第5話 来訪者
こうして集落はこの半年で物凄く清潔になった。
猟師が獲物を獲って帰って来ると、みんな共同で解体して、皮をなめしたり肉を加工したりあっという間にバラバラになる。
以前だったら、飛び散った体液とか、捨てる部位がそこら辺に無造作に捨てられて異臭を放ったり虫が湧く原因になっていたんだけど、こういった獲物の解体で出た体液なんかも綺麗に洗い流されて、その汚水は浄化槽に流れる、調理場の排水も全て処理されるのようになったので、
初めて集落に着いた時に感じていた血生臭さもなんかも集落から無くなったように思う。
水道が出来た事で、掃除もきちんと行われて、作業が終わったらみんな、自分の身体を洗うようになったおかげで、本当にみんなが清潔になった。

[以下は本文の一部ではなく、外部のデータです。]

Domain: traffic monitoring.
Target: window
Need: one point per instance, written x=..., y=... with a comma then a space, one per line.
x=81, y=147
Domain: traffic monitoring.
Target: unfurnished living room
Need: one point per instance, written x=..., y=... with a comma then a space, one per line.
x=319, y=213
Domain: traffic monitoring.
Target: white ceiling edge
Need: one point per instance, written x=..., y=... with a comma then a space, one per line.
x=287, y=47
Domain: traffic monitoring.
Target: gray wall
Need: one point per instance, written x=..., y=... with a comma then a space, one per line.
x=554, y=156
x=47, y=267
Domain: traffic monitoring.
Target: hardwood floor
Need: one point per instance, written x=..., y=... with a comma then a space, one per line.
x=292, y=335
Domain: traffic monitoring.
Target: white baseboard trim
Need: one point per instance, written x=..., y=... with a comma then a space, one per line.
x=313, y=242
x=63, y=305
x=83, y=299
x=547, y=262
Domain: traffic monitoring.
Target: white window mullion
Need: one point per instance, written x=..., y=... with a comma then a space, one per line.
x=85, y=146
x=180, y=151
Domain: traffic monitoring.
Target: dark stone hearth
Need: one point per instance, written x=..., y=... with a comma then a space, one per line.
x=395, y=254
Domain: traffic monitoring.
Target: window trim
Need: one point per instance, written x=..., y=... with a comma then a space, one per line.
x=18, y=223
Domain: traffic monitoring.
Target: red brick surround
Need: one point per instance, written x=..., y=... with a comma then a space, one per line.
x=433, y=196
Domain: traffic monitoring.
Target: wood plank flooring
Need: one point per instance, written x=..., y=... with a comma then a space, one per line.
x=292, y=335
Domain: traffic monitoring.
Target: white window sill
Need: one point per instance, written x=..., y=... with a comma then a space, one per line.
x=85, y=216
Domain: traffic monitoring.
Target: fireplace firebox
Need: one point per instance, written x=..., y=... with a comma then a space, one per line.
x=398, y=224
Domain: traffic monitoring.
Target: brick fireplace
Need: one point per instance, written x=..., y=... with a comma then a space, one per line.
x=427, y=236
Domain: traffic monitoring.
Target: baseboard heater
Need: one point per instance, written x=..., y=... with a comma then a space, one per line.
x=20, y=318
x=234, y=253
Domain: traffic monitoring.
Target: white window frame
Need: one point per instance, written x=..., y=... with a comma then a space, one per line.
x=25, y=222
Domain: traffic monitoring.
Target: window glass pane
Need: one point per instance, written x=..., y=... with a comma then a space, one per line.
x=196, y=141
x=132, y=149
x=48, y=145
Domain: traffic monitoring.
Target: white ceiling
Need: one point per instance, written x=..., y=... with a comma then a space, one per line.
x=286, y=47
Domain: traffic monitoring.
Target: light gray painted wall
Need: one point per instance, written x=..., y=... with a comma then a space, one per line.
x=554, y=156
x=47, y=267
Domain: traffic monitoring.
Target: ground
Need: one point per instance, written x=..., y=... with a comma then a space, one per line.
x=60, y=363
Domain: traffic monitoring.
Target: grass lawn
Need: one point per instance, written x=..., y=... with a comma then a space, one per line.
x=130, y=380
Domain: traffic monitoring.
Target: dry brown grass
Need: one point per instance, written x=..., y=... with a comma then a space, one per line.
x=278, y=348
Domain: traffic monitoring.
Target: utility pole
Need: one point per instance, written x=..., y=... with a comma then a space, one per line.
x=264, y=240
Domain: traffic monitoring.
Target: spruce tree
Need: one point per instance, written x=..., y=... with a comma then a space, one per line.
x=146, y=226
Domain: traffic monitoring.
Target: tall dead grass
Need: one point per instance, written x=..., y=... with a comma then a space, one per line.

集落が清潔になった事で、みんな健康度合いも良くなった。
うちの集落から、川へ流れこむ水も綺麗になったので、下流の村も病気が減って来たらしい。
あとはお風呂も作って欲しいけれど、今とりあえず共同の風呂があるので、当分はそこで我慢って事らしい。 あー毎日お風呂に入りたいです。
そう言えば集落の中でも下流の方にある、トーマスの家の水源は川の水だった。
トーマスのお母さんも日常生活はかなり自力で出来るようになった。
トーマスは大工のオリバーさんについて見習いとして浄化槽を作るようになった。
将来は国中に浄化槽と水道を設置するのが夢なんだとか・・・
また、集落に毎日のように行商がやって来るようになり、私の念願の紙とペンが手に入ったので日記をつけるようになった。
集落全体が活気にあふれ、染物以外にも猟師が獲ってきた肉も加工した肉や漬物なんかも、次々と町に売れて行くようになった。
仕事があると人間がやって来る、移住してくる者が現れ始めたと思ったら、あっという間にただの集落の人口は200人に増加し、秋から冬へ季節が変わる頃には、もう移住者の方が今までの住民より多くなってしまった。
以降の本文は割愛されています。